“A Field in England” mixes folk, psychedelia and horror
A field in England (2013) is Ben Wheatley and Amy Jump’s most daringly experimental yet neglected film. As an alchemical potion of historical drama, psychedelia, formal experimentation, occultism, and popular horror, it eschews any basic generic classification. A field is well on its way to establishing itself as a cult classic in all its monochromatic glory.
Parachuted into a battlefield smoked by English Civil War muskets, we follow a disorganized group ranging from a naive astrologer to war-weary soldiers. Rather than continue fighting, they band together to find a nearby tavern. Things take a turn for the worse, however, when Cutler (Ryan Pope), the most veteran of the soldiers, starts slipping magic mushrooms – along with the not-so-magical ones – into a stew.
Enter O’Neil (Michael Smiley): an alchemist rival to Whitehead (Reece Shearsmith) with cut lips and a dry tongue. Vain, overbearing and amoral, he is the antithesis of Whitehead. Where Whitehead serves, O’Neil rebels, stealing valuable documents on the occult from their common master in a mercenary attempt to guess the whereabouts of the treasure in that area in England. The cunning O’Neil and his sidekick Cutler compel Whitehead and the soldiers to discover these riches.
“An anarchic atmosphere reigns”
Historically, the English Civil War was a time of brutality, but also of unearthing and revolution. A field recreates that sensation, filled with visual metaphors of rotation, gyration and winding. An anarchic atmosphere prevails.
“The Puritans were trying to root out paganism and magic from Catholicism,” Wheatley dissects of Cromwellian times, “they were killing God because they were killing the king, the representative of God. They wrote their own rules.” This feeling is bright in A field, presenting England as a country plagued by war, doubt and anguish; a place of radical uncertainty — a country withdrawn into itself.
Whitehead first appears cowardly, servile, and weak-willed; a worshiper of masters, whether divine or secular. This had provided stability until he crossed paths with O’Neil. Here Whitehead part ways: Forced to use the occult practice of divination to find the treasure and feed O’Neil’s gluttony, he betrays his Christian morals. Whitehead and the soldiers are forced to dig once the treasure is guessed.

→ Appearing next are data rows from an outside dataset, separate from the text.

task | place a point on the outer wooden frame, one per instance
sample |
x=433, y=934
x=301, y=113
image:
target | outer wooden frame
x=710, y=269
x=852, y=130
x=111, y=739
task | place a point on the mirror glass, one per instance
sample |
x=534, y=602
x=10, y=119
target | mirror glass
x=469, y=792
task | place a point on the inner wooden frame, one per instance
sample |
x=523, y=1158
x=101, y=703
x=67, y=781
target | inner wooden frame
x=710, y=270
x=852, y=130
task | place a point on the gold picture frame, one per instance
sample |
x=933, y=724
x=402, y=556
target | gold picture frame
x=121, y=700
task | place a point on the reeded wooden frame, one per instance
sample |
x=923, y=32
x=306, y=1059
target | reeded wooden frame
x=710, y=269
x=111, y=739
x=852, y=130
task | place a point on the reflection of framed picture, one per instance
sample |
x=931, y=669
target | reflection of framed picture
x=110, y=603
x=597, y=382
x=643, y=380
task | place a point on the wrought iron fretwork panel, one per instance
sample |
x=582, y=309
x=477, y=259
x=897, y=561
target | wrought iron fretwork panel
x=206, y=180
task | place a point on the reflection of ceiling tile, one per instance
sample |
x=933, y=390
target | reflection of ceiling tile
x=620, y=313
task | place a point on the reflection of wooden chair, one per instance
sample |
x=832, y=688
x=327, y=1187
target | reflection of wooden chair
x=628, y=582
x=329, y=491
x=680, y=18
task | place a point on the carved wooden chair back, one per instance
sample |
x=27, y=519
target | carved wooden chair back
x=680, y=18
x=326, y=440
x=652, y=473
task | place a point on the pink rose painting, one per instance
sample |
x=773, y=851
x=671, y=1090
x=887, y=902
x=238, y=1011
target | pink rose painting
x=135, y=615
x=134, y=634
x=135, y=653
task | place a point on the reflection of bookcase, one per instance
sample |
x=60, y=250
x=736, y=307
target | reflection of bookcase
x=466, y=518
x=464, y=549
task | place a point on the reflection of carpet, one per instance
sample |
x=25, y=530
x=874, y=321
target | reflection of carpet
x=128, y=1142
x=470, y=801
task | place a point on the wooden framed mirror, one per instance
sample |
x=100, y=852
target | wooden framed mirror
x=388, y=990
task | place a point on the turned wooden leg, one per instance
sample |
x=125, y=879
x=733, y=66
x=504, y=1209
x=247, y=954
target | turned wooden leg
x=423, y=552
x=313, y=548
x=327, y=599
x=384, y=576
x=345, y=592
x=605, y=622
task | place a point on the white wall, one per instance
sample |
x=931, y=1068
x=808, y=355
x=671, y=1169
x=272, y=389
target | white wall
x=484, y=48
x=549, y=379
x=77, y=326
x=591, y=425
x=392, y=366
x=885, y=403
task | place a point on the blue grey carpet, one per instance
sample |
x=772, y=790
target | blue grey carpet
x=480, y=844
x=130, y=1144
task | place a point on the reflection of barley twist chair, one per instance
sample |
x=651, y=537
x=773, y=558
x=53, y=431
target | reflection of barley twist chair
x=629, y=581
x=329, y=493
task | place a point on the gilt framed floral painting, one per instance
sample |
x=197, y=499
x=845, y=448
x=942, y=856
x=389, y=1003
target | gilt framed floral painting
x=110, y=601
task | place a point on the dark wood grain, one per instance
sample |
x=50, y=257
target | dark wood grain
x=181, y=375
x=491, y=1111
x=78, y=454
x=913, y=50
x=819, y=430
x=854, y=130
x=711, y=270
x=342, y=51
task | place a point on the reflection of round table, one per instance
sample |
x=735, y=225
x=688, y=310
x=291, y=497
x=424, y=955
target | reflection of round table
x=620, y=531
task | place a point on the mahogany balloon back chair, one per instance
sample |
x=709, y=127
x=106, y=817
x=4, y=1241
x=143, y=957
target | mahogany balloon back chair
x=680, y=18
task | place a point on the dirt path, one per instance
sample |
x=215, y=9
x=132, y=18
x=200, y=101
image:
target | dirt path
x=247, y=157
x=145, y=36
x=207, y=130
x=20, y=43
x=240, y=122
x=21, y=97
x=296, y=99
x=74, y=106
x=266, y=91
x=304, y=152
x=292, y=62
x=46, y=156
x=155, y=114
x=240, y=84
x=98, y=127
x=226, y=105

Digging and declaiming begins. The statement “I am my own man” is muttered between the bullied soldiers. Digging and ranting – visual metaphors that relate, historically, to Civil War counterculture splinter groups. The Diggers, led by Gerald Winstanley, were a proto-socialist group, seizing closed land for the masses. The Ranters were more extreme—early anarchists who saw free love, smoking, and swearing as viable paths to personal and spiritual liberation. Wheatley taps into these groundbreaking contextual vibes using these visual metaphors.

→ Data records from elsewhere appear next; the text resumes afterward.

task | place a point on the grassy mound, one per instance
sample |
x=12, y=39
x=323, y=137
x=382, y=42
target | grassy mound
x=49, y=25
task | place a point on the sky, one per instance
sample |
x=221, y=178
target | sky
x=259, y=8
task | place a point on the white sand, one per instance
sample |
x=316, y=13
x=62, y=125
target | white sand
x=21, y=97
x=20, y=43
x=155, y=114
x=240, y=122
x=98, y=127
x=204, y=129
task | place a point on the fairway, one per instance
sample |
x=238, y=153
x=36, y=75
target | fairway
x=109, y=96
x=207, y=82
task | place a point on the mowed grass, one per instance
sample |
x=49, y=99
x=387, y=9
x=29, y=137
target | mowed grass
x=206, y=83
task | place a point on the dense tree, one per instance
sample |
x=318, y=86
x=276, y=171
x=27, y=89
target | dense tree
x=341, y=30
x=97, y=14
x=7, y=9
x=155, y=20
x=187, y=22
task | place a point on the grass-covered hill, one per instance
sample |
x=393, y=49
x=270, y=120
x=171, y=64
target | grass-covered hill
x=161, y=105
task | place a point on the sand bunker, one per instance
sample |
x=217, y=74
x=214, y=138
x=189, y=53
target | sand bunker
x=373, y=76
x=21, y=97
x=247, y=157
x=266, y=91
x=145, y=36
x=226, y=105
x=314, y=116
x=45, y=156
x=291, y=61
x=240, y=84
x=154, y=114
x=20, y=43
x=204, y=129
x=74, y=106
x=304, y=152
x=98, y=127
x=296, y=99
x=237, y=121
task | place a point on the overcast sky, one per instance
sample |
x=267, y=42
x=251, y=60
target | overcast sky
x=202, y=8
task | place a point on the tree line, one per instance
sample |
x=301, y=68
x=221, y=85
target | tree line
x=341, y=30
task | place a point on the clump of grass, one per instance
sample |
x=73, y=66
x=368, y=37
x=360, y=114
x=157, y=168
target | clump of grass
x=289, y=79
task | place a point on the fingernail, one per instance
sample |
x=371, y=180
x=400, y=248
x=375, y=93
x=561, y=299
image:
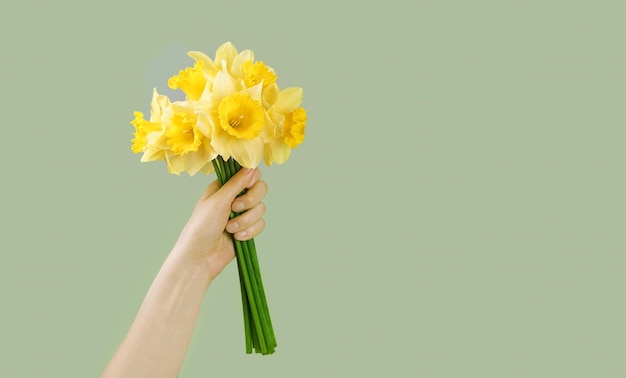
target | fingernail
x=250, y=177
x=232, y=227
x=238, y=206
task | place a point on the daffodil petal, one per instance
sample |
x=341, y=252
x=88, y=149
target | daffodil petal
x=247, y=152
x=276, y=152
x=288, y=99
x=203, y=123
x=158, y=103
x=255, y=92
x=225, y=53
x=210, y=69
x=223, y=86
x=270, y=94
x=243, y=56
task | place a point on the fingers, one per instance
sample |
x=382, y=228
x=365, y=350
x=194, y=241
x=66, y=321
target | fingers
x=251, y=198
x=240, y=181
x=245, y=229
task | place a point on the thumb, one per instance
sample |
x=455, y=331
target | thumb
x=235, y=185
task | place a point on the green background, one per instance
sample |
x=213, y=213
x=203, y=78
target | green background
x=456, y=210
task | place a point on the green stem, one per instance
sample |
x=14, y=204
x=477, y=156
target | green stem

Whitehead goes from slave to chief, escaping the dug pit and O’Neil. As he crawls towards a row of freedom mushrooms, he begins to proclaim his new mission: “to chew on all the bad intentions inflicted by men like you on men like me.” Whitehead devours a copious amount of mushrooms; O’Neil gradually realizes that he has lost all authority, unintelligible to what has been unleashed.
“A spectacular and trippy dive into historical revolution and consciousness”

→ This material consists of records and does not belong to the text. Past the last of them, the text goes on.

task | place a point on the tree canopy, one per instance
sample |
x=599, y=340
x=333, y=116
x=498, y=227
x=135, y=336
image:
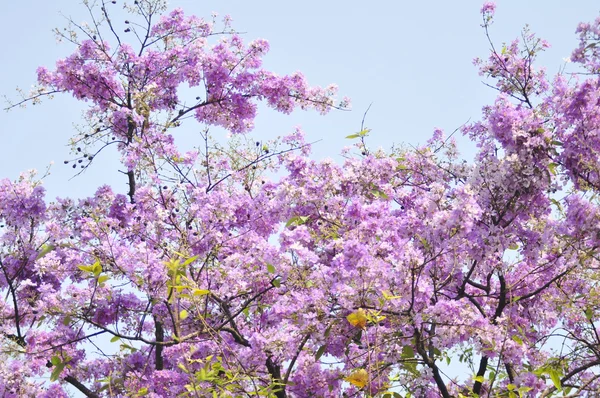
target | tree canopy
x=249, y=269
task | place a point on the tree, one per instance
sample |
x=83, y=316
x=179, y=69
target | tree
x=386, y=270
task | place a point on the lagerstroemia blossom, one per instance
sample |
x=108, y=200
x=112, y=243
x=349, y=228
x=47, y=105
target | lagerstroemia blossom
x=369, y=278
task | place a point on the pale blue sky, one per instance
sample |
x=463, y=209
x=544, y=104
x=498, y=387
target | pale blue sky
x=412, y=60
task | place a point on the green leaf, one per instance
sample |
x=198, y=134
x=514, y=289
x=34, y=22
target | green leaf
x=57, y=371
x=555, y=376
x=408, y=352
x=379, y=194
x=45, y=250
x=589, y=313
x=189, y=261
x=86, y=268
x=320, y=352
x=296, y=220
x=97, y=268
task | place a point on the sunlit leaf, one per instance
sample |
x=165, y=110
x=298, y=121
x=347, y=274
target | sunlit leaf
x=359, y=378
x=320, y=352
x=358, y=318
x=45, y=250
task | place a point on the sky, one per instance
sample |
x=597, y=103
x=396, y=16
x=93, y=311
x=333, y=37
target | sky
x=411, y=60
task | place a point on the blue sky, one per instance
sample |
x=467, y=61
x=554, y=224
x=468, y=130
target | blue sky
x=412, y=60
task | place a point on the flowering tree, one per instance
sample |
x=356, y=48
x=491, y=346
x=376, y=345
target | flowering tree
x=371, y=278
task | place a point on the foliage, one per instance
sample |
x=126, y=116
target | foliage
x=368, y=278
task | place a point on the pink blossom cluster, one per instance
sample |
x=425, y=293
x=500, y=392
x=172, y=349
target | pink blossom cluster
x=212, y=277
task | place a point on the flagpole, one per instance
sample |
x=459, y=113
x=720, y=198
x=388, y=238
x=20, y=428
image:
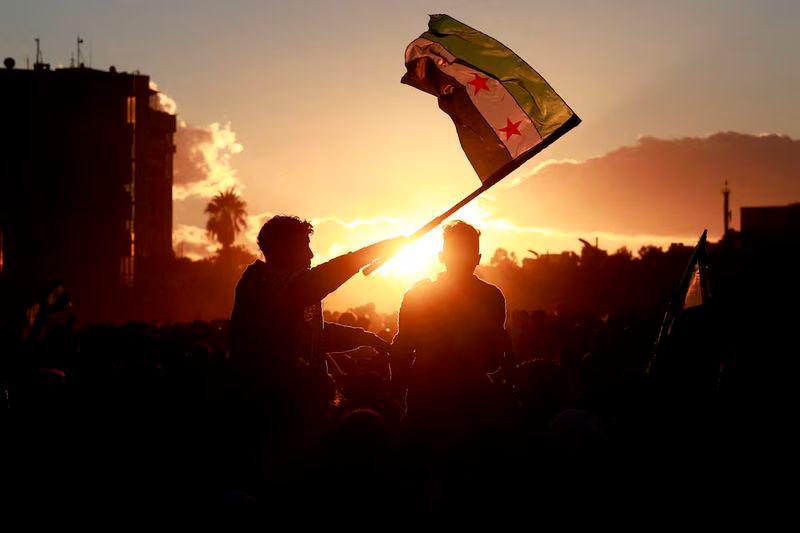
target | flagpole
x=375, y=265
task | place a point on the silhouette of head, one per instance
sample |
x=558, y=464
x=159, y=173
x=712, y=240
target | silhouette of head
x=285, y=242
x=461, y=251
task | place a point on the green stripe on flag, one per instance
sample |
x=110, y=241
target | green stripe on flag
x=534, y=95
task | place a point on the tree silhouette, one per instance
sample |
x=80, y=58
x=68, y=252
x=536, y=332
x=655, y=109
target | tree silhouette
x=226, y=217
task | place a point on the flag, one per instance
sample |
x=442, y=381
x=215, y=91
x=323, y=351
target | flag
x=692, y=291
x=503, y=110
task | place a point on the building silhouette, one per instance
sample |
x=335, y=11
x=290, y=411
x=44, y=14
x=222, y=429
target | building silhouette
x=86, y=184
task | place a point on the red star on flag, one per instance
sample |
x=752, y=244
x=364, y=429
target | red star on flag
x=512, y=128
x=479, y=83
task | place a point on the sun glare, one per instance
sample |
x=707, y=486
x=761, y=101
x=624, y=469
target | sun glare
x=418, y=259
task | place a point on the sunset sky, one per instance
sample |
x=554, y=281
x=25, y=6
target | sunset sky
x=299, y=106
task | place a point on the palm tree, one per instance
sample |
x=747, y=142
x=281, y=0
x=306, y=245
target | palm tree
x=226, y=217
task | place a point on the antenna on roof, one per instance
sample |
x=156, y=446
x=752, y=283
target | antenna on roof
x=78, y=47
x=39, y=59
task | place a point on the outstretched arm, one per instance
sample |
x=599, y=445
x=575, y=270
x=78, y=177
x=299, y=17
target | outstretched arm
x=339, y=338
x=314, y=284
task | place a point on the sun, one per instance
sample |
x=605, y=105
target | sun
x=418, y=259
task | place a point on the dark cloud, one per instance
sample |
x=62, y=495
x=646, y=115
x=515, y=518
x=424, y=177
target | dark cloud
x=659, y=186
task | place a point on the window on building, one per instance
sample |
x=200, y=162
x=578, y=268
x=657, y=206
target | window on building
x=131, y=110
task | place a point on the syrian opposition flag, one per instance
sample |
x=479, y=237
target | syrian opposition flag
x=503, y=110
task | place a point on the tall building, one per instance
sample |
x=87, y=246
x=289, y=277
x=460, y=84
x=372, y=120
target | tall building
x=85, y=184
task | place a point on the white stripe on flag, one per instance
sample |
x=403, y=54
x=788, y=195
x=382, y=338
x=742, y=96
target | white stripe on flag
x=496, y=104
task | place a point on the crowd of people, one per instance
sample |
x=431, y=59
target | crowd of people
x=462, y=407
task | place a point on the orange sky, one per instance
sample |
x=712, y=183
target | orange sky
x=299, y=106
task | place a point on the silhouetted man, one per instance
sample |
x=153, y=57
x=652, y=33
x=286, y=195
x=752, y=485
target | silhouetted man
x=278, y=336
x=451, y=334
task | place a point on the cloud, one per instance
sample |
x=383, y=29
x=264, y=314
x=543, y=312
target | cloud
x=202, y=166
x=192, y=242
x=658, y=186
x=163, y=101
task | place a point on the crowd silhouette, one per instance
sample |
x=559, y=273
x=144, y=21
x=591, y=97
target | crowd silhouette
x=454, y=406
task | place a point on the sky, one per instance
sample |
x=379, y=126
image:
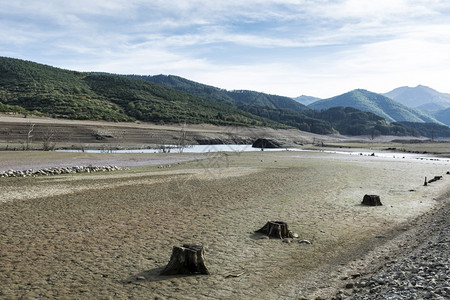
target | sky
x=319, y=48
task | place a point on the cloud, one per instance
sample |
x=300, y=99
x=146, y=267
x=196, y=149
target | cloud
x=278, y=46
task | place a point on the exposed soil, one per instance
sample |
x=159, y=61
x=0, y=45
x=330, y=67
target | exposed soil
x=109, y=235
x=17, y=133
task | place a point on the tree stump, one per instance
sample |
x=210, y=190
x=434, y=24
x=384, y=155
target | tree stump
x=189, y=259
x=276, y=229
x=371, y=200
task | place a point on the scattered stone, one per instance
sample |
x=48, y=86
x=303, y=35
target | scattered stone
x=293, y=235
x=371, y=200
x=275, y=229
x=305, y=242
x=58, y=171
x=266, y=143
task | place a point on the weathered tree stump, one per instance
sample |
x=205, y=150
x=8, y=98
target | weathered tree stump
x=189, y=259
x=276, y=229
x=371, y=200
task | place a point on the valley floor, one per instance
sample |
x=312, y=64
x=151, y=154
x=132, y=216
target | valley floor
x=108, y=235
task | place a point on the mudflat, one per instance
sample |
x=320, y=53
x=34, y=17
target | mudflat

What follows can only be described as the most spectacular trip scene in the history of psychedelic cinema. Wheatley uses it to play “with the persistence of vision” – with two streams of twelve frames, the “brain begins to split in two [as] there is a limit to what you can absorb”. A field is one of a group of films that explored alternate narratives of the Civil War with the theme and in the context of psychedelics. Likewise, Thomas Clay Fanny Lye released (2019) explores issues of hallucinogens, radical politics and the sexual politics of Cromwellian England.
Wheatley characterizes the trip scene as a “regurgitation” of Whitehead’s memory and the film. Everything is being stirred up, unearthed, and new realities and understandings are being built. Wheatley successfully uses this experimental method to “get the audience into that mindset”.
Thanks to this, Whitehead achieves his goal. The final scene of the journey is two Whiteheads, reflected on either side, appearing to drift away from each other until they are dragged together in the middle where they are finally merged. A perfect visual metaphor for Whitehead’s new manifestation as a complete subject, his “own man”.
“It’s about revolution and trying to find a truth,” concludes Wheatley. Within the historical context of the revolution is the individual and internal Whitehead insurrection. A metamorphosed hero, he is now a complete subject, alchemically transmuted. Back through the hedge on the battlefield, Whitehead is now presented as masked, assured, tired and heroic. We wonder what exactly this field in England is – certainly more than just a pastoral landscape. It is a space of magic, of transformation, of transmuting dust into gold, of self-discovery; a place igniting the rebellious undercurrents of the Civil War and its impact on the individual psyche. It is perhaps a metaphysical field that we all need to visit – at least once.
A spectacular and trippy dive into historical revolution and consciousness – Ben Wheatley & Amy Jump’s A field in England is an essential and cult classic of modern British cinema.